Turns out there’s even more plastic in the ocean than we thought.

But you can help. By taking a cool dip in the water.

What you’ll wear: Fair Harbor, a sustainable swimwear brand  that meshes cool style with some great, ocean-saving materials, available now.

The New York brand takes their inspiration from “childhood, barefoot summers” spent on Fire Island. Wanting to keep the beaches and surrounding waters clean, the brother/sister duo of Jake and Caroline Danehy created the line of swimwear crafted, in part, from post-consumer recycled polyester, which upcycles anywhere from 3-22 plastic bottles per item.
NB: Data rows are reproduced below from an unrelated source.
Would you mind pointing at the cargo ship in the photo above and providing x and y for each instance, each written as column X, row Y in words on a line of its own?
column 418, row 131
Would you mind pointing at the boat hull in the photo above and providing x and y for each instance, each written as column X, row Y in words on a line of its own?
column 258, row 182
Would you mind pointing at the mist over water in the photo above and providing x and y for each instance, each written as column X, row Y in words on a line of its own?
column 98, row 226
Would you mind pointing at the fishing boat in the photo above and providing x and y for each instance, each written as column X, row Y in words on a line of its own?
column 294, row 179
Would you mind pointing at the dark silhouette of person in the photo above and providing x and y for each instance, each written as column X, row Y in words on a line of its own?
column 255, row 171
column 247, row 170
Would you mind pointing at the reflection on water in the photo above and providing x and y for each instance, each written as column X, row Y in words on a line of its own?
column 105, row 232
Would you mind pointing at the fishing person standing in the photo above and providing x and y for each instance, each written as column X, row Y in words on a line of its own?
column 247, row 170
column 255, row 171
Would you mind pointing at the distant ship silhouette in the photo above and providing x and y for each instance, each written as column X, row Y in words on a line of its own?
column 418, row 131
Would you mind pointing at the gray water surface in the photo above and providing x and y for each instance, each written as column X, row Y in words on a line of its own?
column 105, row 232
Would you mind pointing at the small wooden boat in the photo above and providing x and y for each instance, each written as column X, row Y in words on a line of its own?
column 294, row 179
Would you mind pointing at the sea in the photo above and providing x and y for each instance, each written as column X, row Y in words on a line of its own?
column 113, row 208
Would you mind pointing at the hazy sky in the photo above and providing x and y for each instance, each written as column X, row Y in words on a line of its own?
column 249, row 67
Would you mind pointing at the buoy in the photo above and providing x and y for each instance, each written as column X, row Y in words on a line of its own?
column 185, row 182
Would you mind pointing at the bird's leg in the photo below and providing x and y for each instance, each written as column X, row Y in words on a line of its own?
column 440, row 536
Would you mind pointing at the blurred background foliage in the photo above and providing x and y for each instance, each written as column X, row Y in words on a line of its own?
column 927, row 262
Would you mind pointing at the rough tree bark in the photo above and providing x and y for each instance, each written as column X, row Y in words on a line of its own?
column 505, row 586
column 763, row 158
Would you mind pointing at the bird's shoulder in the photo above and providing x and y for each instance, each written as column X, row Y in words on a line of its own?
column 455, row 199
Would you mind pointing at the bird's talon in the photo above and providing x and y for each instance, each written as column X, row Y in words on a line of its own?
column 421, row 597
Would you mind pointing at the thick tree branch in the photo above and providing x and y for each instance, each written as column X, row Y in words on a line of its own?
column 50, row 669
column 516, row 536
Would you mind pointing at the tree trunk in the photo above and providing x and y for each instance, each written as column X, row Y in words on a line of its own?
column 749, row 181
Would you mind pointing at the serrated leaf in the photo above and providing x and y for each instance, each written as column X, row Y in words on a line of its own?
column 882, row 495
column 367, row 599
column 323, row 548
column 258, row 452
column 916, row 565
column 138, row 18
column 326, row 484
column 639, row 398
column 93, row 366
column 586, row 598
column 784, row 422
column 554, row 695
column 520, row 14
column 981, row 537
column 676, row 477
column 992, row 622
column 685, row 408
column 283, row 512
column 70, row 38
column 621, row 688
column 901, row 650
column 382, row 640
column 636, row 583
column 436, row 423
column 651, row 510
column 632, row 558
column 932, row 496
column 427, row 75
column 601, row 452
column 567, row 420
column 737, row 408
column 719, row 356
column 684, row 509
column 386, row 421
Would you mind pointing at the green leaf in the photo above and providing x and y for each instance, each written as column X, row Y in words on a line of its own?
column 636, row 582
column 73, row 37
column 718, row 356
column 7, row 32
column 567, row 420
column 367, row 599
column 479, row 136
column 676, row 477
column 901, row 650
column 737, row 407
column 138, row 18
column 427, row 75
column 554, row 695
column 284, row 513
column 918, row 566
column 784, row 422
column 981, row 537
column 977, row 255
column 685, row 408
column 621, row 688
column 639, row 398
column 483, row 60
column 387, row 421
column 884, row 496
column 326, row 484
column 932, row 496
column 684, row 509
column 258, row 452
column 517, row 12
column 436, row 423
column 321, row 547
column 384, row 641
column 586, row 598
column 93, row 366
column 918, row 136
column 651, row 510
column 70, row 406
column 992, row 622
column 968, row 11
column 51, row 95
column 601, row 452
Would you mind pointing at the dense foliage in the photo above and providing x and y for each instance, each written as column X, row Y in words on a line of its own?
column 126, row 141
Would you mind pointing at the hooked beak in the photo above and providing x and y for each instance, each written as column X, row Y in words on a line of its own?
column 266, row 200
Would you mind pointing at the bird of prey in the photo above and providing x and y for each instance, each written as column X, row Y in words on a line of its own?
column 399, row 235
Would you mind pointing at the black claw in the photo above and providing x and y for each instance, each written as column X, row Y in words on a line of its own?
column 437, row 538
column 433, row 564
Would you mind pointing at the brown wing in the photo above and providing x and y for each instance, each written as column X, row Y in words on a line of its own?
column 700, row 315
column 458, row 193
(Fun side note: Fair Harbor got its start at a mock Shark Tank competition at Colgate, where it was judged by celebrities like Jessica Alba, MC Hammer and Neil Blumenthal. It later became a successful Kickstarter campaign.)

That upcycled material is combined with organic cotton and a bit of spandex to create a line of colorful (but decidedly not tacky) board shorts, along with some like-minded tees, hoodies and bags.

The end result? The products themselves are durable, water-resistant and dry quickly. Plus, there’s some nice detailing: Zippered back pockets, additional side pockets and just enough stretch to keep things comfy.

This week the brand released a collaboration with the men’s shirting line UNTUCKit, with six styles that possess a bit more flair (see these orange photo print trunks) and a tailored fit.

Want to do more to help the oceans look better while helping your wardrobe? Below, eight other brands that mix style with a save-the-oceans ethos.

Adidas x Parley: Upcycled waste from beaches and coastal communities is turned into a yarn that’s used to create athletic shirts, shoes and shorts.

Everlane

Everlane: The California outfitter’s transforming millions of plastic bottles into a handsome, functional clothing line called ReNew.

Guppyfriend: A mesh laundry bag you can put your synthetic clothing in, throw in the washing machine like normal, then collect the plastic microfiber residue from and dispose of it instead of letting it wash into our waterways.

Norton Point

Norton Point: One pound of ocean-bound plastic is used to make each pair of this beachy eyewear

Solgaard: A former Kickstarter, Solgaard makes kickass travel products designed to optimize space and also prevent theft. They’re also currently transitioning to using exclusively recycled ocean plastics.

Sperry: The heritage brand recently debuted a line of sneakers and boat shoes made from BIONIC, a material woven from plastic recovered from marine and coastal environments.

Tropicfeel

Tropicfeel: A Kickstarter sensation, this ravel sneaker built from recycled plastic bottles. More on them here.

United by Blue: A brand that pledges to remove one pound of trash from the oceans for every product purchased. They craft a line of bags made from REPREVE, a sustainable fiber made from recycled fabrics and plastic water bottles.